Reno May Use Federal Funds to Address Housing Crisis
Reno officials are preparing initiatives to address the citys affordable housing crisis, including potentially spending their entire allotment of federal pandemic recovery funds on housing, according to a city council member speaking at a recent forum organized by ProPublica.
Council member Devon Reese declined to provide details on plans that he described as not fully baked yet, but said conversations have included remodeling existing hotels or motels into housing, taxing property owners who hold vacant land and reopening a recently closed shelter to alleviate overcrowding at a new campus for the unhoused. He said about $50 million in American Rescue Plan Act funding could be brought to bear on the crisis.
How do we spend those dollars? he asked, adding that the ProPublica forum had provided a venue to gather public input on that question. My absolute belief is that a large portion of that maybe all of it will be spent on addressing housing needs.

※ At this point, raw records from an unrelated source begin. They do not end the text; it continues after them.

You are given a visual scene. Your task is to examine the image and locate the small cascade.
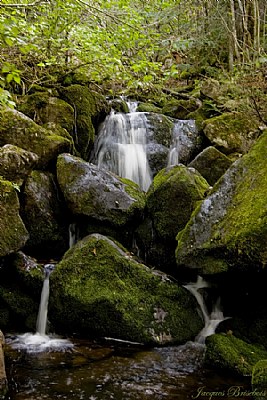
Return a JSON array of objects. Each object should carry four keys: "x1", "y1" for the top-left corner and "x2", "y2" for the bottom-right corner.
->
[
  {"x1": 6, "y1": 264, "x2": 73, "y2": 353},
  {"x1": 69, "y1": 222, "x2": 79, "y2": 248},
  {"x1": 92, "y1": 103, "x2": 152, "y2": 191},
  {"x1": 184, "y1": 276, "x2": 230, "y2": 344},
  {"x1": 167, "y1": 119, "x2": 197, "y2": 167}
]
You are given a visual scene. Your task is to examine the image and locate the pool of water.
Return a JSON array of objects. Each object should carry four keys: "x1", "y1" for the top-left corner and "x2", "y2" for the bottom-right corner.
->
[{"x1": 3, "y1": 338, "x2": 252, "y2": 400}]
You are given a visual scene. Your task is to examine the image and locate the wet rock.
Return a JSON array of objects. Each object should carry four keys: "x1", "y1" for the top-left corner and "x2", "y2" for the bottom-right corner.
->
[
  {"x1": 0, "y1": 109, "x2": 71, "y2": 168},
  {"x1": 203, "y1": 112, "x2": 259, "y2": 154},
  {"x1": 0, "y1": 144, "x2": 38, "y2": 184},
  {"x1": 50, "y1": 234, "x2": 202, "y2": 344},
  {"x1": 176, "y1": 131, "x2": 267, "y2": 274},
  {"x1": 57, "y1": 154, "x2": 145, "y2": 227},
  {"x1": 205, "y1": 334, "x2": 267, "y2": 376},
  {"x1": 0, "y1": 179, "x2": 29, "y2": 257},
  {"x1": 21, "y1": 171, "x2": 68, "y2": 259},
  {"x1": 188, "y1": 146, "x2": 232, "y2": 186}
]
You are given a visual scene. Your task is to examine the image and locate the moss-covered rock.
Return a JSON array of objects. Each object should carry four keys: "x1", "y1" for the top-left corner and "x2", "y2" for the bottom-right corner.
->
[
  {"x1": 0, "y1": 144, "x2": 38, "y2": 184},
  {"x1": 49, "y1": 234, "x2": 202, "y2": 344},
  {"x1": 251, "y1": 359, "x2": 267, "y2": 394},
  {"x1": 188, "y1": 146, "x2": 232, "y2": 186},
  {"x1": 205, "y1": 334, "x2": 267, "y2": 376},
  {"x1": 162, "y1": 98, "x2": 199, "y2": 119},
  {"x1": 61, "y1": 85, "x2": 110, "y2": 160},
  {"x1": 176, "y1": 131, "x2": 267, "y2": 274},
  {"x1": 203, "y1": 112, "x2": 259, "y2": 154},
  {"x1": 21, "y1": 171, "x2": 68, "y2": 259},
  {"x1": 18, "y1": 92, "x2": 74, "y2": 134},
  {"x1": 0, "y1": 179, "x2": 29, "y2": 257},
  {"x1": 57, "y1": 154, "x2": 145, "y2": 227},
  {"x1": 135, "y1": 164, "x2": 209, "y2": 272},
  {"x1": 0, "y1": 109, "x2": 71, "y2": 168}
]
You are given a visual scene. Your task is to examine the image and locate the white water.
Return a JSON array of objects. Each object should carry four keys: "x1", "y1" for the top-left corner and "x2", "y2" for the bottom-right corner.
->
[
  {"x1": 184, "y1": 276, "x2": 229, "y2": 344},
  {"x1": 7, "y1": 264, "x2": 73, "y2": 353},
  {"x1": 93, "y1": 108, "x2": 152, "y2": 191}
]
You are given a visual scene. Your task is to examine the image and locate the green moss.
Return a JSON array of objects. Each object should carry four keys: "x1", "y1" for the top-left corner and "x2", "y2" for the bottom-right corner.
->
[
  {"x1": 51, "y1": 235, "x2": 201, "y2": 343},
  {"x1": 205, "y1": 334, "x2": 267, "y2": 376}
]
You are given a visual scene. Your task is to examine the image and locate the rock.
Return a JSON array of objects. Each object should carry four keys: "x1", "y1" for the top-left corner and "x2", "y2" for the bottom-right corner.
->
[
  {"x1": 205, "y1": 334, "x2": 267, "y2": 376},
  {"x1": 0, "y1": 330, "x2": 8, "y2": 398},
  {"x1": 251, "y1": 358, "x2": 267, "y2": 400},
  {"x1": 18, "y1": 92, "x2": 74, "y2": 134},
  {"x1": 176, "y1": 130, "x2": 267, "y2": 274},
  {"x1": 57, "y1": 154, "x2": 145, "y2": 227},
  {"x1": 0, "y1": 109, "x2": 71, "y2": 168},
  {"x1": 0, "y1": 144, "x2": 38, "y2": 184},
  {"x1": 60, "y1": 84, "x2": 110, "y2": 160},
  {"x1": 0, "y1": 179, "x2": 29, "y2": 257},
  {"x1": 50, "y1": 234, "x2": 202, "y2": 345},
  {"x1": 21, "y1": 171, "x2": 68, "y2": 259},
  {"x1": 162, "y1": 98, "x2": 199, "y2": 119},
  {"x1": 188, "y1": 146, "x2": 232, "y2": 186},
  {"x1": 136, "y1": 164, "x2": 209, "y2": 272},
  {"x1": 203, "y1": 112, "x2": 259, "y2": 154}
]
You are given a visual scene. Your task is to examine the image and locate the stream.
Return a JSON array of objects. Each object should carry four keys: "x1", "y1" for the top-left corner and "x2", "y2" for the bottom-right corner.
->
[{"x1": 6, "y1": 337, "x2": 252, "y2": 400}]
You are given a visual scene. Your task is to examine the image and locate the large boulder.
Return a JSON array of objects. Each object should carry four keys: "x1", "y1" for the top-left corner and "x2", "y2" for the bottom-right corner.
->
[
  {"x1": 203, "y1": 112, "x2": 259, "y2": 154},
  {"x1": 176, "y1": 130, "x2": 267, "y2": 274},
  {"x1": 49, "y1": 234, "x2": 202, "y2": 344},
  {"x1": 57, "y1": 154, "x2": 145, "y2": 227},
  {"x1": 205, "y1": 334, "x2": 267, "y2": 378},
  {"x1": 188, "y1": 146, "x2": 232, "y2": 186},
  {"x1": 136, "y1": 164, "x2": 209, "y2": 272},
  {"x1": 21, "y1": 171, "x2": 68, "y2": 259},
  {"x1": 0, "y1": 108, "x2": 72, "y2": 168},
  {"x1": 60, "y1": 84, "x2": 110, "y2": 160},
  {"x1": 0, "y1": 179, "x2": 29, "y2": 257},
  {"x1": 0, "y1": 144, "x2": 38, "y2": 184}
]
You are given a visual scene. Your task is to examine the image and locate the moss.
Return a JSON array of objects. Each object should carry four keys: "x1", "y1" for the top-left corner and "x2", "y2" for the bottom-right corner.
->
[
  {"x1": 251, "y1": 359, "x2": 267, "y2": 390},
  {"x1": 50, "y1": 235, "x2": 201, "y2": 344},
  {"x1": 61, "y1": 85, "x2": 110, "y2": 159},
  {"x1": 137, "y1": 103, "x2": 161, "y2": 114},
  {"x1": 147, "y1": 165, "x2": 209, "y2": 240},
  {"x1": 0, "y1": 178, "x2": 28, "y2": 257},
  {"x1": 205, "y1": 334, "x2": 267, "y2": 376},
  {"x1": 162, "y1": 99, "x2": 198, "y2": 119},
  {"x1": 0, "y1": 109, "x2": 71, "y2": 168},
  {"x1": 203, "y1": 112, "x2": 259, "y2": 154},
  {"x1": 176, "y1": 131, "x2": 267, "y2": 272}
]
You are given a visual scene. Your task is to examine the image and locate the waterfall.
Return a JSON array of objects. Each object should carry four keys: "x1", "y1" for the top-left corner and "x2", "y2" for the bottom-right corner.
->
[
  {"x1": 167, "y1": 119, "x2": 197, "y2": 167},
  {"x1": 92, "y1": 108, "x2": 152, "y2": 191},
  {"x1": 36, "y1": 264, "x2": 55, "y2": 335},
  {"x1": 184, "y1": 276, "x2": 230, "y2": 344}
]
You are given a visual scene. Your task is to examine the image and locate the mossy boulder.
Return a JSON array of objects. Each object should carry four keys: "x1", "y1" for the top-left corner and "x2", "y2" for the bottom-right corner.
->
[
  {"x1": 0, "y1": 179, "x2": 29, "y2": 257},
  {"x1": 205, "y1": 333, "x2": 267, "y2": 376},
  {"x1": 0, "y1": 108, "x2": 71, "y2": 168},
  {"x1": 21, "y1": 171, "x2": 68, "y2": 259},
  {"x1": 188, "y1": 146, "x2": 232, "y2": 186},
  {"x1": 18, "y1": 92, "x2": 74, "y2": 134},
  {"x1": 49, "y1": 234, "x2": 202, "y2": 345},
  {"x1": 57, "y1": 154, "x2": 145, "y2": 227},
  {"x1": 176, "y1": 130, "x2": 267, "y2": 274},
  {"x1": 251, "y1": 358, "x2": 267, "y2": 394},
  {"x1": 60, "y1": 85, "x2": 110, "y2": 160},
  {"x1": 162, "y1": 98, "x2": 199, "y2": 119},
  {"x1": 203, "y1": 112, "x2": 259, "y2": 154},
  {"x1": 0, "y1": 144, "x2": 38, "y2": 184}
]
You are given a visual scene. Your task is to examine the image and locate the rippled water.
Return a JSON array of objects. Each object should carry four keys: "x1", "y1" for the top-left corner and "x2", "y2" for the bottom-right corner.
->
[{"x1": 3, "y1": 341, "x2": 252, "y2": 400}]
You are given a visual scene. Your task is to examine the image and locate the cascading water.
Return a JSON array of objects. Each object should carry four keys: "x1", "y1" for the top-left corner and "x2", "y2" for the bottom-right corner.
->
[
  {"x1": 7, "y1": 264, "x2": 73, "y2": 353},
  {"x1": 184, "y1": 276, "x2": 230, "y2": 344},
  {"x1": 93, "y1": 103, "x2": 152, "y2": 191}
]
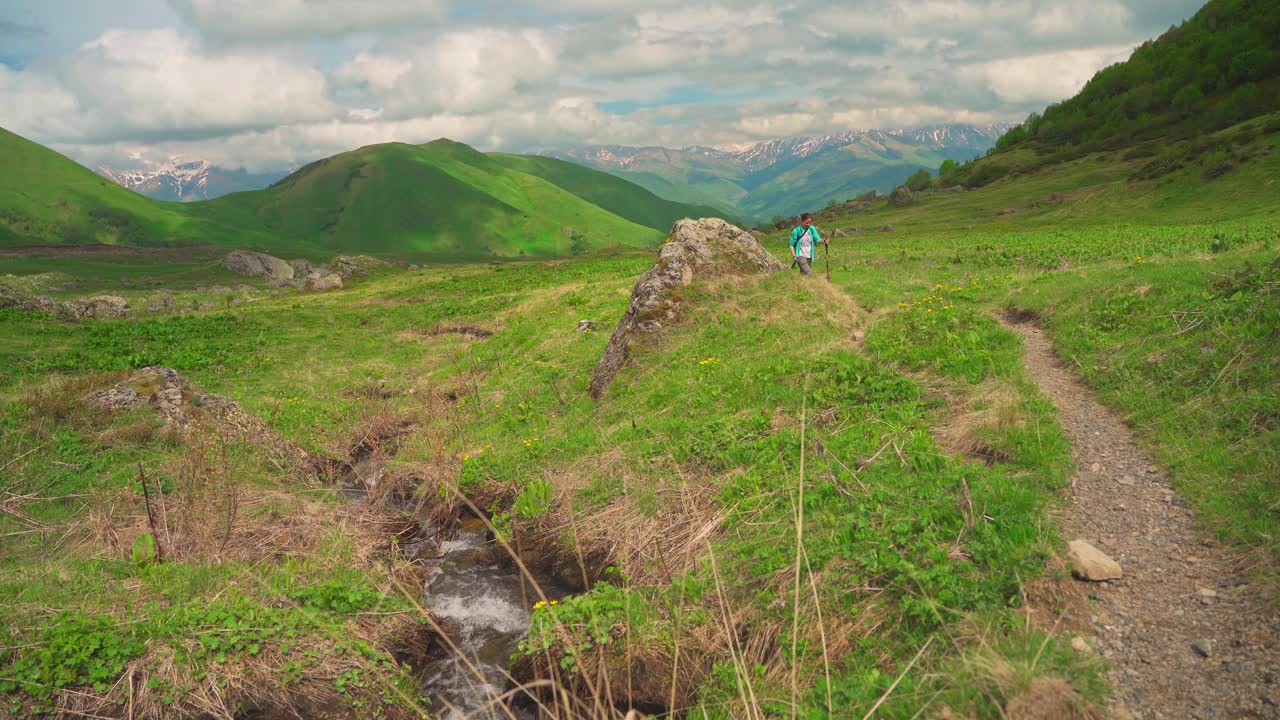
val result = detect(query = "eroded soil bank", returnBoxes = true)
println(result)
[1006,314,1280,720]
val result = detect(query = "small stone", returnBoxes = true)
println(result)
[1066,539,1123,582]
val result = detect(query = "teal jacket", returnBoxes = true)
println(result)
[791,225,822,260]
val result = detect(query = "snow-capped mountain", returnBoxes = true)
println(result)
[539,124,1012,219]
[97,158,285,202]
[540,124,1014,172]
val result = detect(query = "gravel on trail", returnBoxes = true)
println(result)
[1007,317,1280,720]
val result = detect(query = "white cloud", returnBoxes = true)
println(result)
[968,46,1133,104]
[170,0,445,40]
[0,0,1196,169]
[0,28,337,142]
[337,29,559,118]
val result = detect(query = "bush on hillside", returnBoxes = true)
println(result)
[995,0,1280,152]
[906,168,933,192]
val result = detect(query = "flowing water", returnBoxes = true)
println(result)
[419,520,563,720]
[339,448,567,720]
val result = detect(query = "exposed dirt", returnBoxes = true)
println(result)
[0,245,227,261]
[1007,314,1280,720]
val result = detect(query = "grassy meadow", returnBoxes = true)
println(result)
[0,113,1280,719]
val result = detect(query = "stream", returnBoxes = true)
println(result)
[419,519,563,720]
[339,454,568,720]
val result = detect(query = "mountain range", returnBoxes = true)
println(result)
[539,124,1012,220]
[0,129,717,260]
[97,159,288,202]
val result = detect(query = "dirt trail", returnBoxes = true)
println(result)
[1009,313,1280,720]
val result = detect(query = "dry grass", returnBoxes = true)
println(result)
[521,450,724,584]
[22,372,129,429]
[933,378,1024,465]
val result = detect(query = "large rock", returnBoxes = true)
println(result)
[591,218,783,397]
[329,255,392,281]
[223,250,294,287]
[1066,539,1123,583]
[289,260,317,278]
[75,295,129,320]
[302,273,342,292]
[84,366,316,466]
[0,283,129,322]
[888,184,919,208]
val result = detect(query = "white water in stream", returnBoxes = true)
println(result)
[420,521,559,720]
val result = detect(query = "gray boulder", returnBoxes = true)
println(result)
[1066,539,1124,583]
[67,295,129,319]
[329,255,392,281]
[888,184,920,208]
[302,273,342,292]
[289,260,317,278]
[147,290,178,313]
[0,283,129,322]
[223,250,294,287]
[590,218,783,398]
[83,366,315,465]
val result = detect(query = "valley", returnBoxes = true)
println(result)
[545,124,1010,222]
[0,0,1280,720]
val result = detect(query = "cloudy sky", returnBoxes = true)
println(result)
[0,0,1201,170]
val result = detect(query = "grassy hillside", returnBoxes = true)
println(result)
[962,0,1280,186]
[0,132,713,259]
[0,128,209,246]
[489,154,732,232]
[188,143,660,258]
[0,105,1280,719]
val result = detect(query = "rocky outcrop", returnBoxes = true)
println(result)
[84,366,316,466]
[302,273,342,292]
[329,255,392,281]
[0,283,129,323]
[888,184,920,208]
[76,295,129,320]
[591,218,783,397]
[223,250,294,287]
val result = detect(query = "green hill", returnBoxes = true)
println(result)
[955,0,1280,184]
[0,132,717,259]
[0,128,212,246]
[489,154,733,232]
[189,141,660,258]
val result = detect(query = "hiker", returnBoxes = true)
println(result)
[791,213,829,275]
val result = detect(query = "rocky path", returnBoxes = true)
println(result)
[1009,315,1280,720]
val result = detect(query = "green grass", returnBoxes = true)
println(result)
[1011,249,1280,583]
[490,154,732,226]
[0,107,1280,717]
[0,131,716,263]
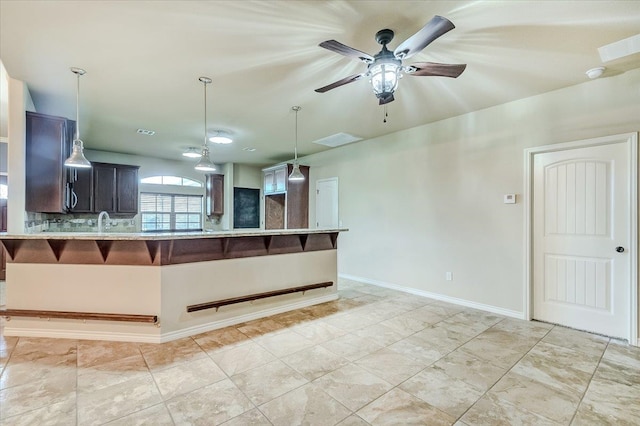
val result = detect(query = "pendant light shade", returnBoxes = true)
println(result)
[182,146,202,158]
[64,67,91,169]
[289,106,304,181]
[195,146,216,172]
[195,77,216,172]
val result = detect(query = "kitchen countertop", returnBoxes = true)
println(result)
[0,228,348,241]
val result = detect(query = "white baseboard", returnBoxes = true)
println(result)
[4,326,161,343]
[3,293,338,343]
[160,293,338,343]
[338,274,525,319]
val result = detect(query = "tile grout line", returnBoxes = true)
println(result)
[569,338,611,424]
[456,318,556,421]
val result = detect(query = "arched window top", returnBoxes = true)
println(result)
[140,176,203,188]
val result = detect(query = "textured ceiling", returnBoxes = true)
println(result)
[0,0,640,164]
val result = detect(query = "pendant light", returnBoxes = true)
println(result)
[182,146,202,158]
[289,106,304,181]
[64,67,91,169]
[195,77,216,172]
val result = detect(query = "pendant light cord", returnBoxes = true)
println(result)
[293,109,299,162]
[291,106,302,164]
[202,80,207,146]
[76,73,80,140]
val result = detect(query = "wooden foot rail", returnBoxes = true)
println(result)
[187,281,333,312]
[0,309,158,324]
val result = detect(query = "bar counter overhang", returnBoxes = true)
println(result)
[0,229,346,343]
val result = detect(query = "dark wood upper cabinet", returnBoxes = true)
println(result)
[72,162,139,214]
[93,163,116,212]
[25,112,75,213]
[116,165,139,213]
[71,168,94,213]
[205,174,224,216]
[263,164,309,229]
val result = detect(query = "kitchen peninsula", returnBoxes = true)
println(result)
[0,229,345,343]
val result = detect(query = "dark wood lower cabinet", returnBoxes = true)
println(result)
[264,194,286,229]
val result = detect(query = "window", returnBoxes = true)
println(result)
[140,176,202,188]
[140,192,202,232]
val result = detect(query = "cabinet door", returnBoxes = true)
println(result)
[25,112,75,213]
[93,163,116,212]
[206,174,224,216]
[116,166,138,213]
[70,169,94,213]
[275,166,288,192]
[264,170,276,194]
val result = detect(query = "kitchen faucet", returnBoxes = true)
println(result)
[98,211,111,232]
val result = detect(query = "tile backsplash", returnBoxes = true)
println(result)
[24,212,140,234]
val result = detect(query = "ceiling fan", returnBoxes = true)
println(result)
[315,15,467,105]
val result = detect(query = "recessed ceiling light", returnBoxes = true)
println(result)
[585,67,605,80]
[182,146,202,158]
[209,130,233,144]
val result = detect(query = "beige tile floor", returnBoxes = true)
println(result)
[0,281,640,425]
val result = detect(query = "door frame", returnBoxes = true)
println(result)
[315,176,340,227]
[522,133,639,346]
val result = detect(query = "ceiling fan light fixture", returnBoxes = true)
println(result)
[182,146,202,158]
[369,61,402,96]
[64,67,91,169]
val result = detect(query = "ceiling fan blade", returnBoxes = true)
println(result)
[393,15,456,59]
[318,40,373,64]
[315,74,364,93]
[407,62,467,78]
[378,93,395,105]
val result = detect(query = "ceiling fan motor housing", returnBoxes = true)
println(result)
[376,28,394,46]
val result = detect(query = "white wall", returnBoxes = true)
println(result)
[7,78,34,233]
[304,70,640,313]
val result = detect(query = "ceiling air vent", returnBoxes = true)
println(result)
[313,133,362,148]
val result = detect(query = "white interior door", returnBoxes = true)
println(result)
[532,139,633,338]
[316,178,339,229]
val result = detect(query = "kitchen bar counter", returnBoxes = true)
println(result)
[0,229,345,266]
[0,228,347,241]
[0,229,346,343]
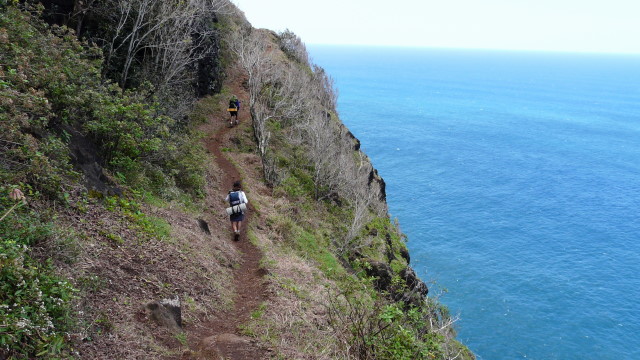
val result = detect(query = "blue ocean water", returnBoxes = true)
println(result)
[309,46,640,360]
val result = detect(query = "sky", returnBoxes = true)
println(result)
[232,0,640,54]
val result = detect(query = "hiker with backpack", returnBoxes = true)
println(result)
[228,95,240,126]
[224,181,249,241]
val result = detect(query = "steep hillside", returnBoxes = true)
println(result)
[0,0,473,359]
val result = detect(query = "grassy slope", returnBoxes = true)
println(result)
[0,3,471,359]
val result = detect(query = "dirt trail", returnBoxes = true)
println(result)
[190,72,270,360]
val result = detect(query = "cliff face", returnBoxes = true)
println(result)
[0,0,473,359]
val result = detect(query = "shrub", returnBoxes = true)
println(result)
[0,186,75,358]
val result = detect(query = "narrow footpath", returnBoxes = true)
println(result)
[188,82,270,360]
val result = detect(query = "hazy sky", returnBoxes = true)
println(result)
[233,0,640,53]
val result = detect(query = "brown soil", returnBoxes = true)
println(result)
[185,67,270,360]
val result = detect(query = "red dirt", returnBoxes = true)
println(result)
[183,69,270,360]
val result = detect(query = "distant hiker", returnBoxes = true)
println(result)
[224,181,249,241]
[228,95,240,126]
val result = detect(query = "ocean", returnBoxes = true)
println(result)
[308,45,640,360]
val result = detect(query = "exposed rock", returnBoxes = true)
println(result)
[400,247,411,264]
[400,266,429,296]
[198,219,211,235]
[145,295,182,332]
[366,260,393,291]
[62,125,122,195]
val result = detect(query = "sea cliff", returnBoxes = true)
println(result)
[0,0,473,359]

He expects the city will announce its plans next month.
The forum followed an investigation by ProPublica that documented how one developer, Jeffrey Jacobs, bought and demolished more than a dozen weekly motels in downtown Reno, displacing hundreds of individuals who relied on the motels for affordable housing. While Jacobs Entertainment paid to relocate many of the people who lived in those units, ProPublica found that not everyone ended up in better conditions.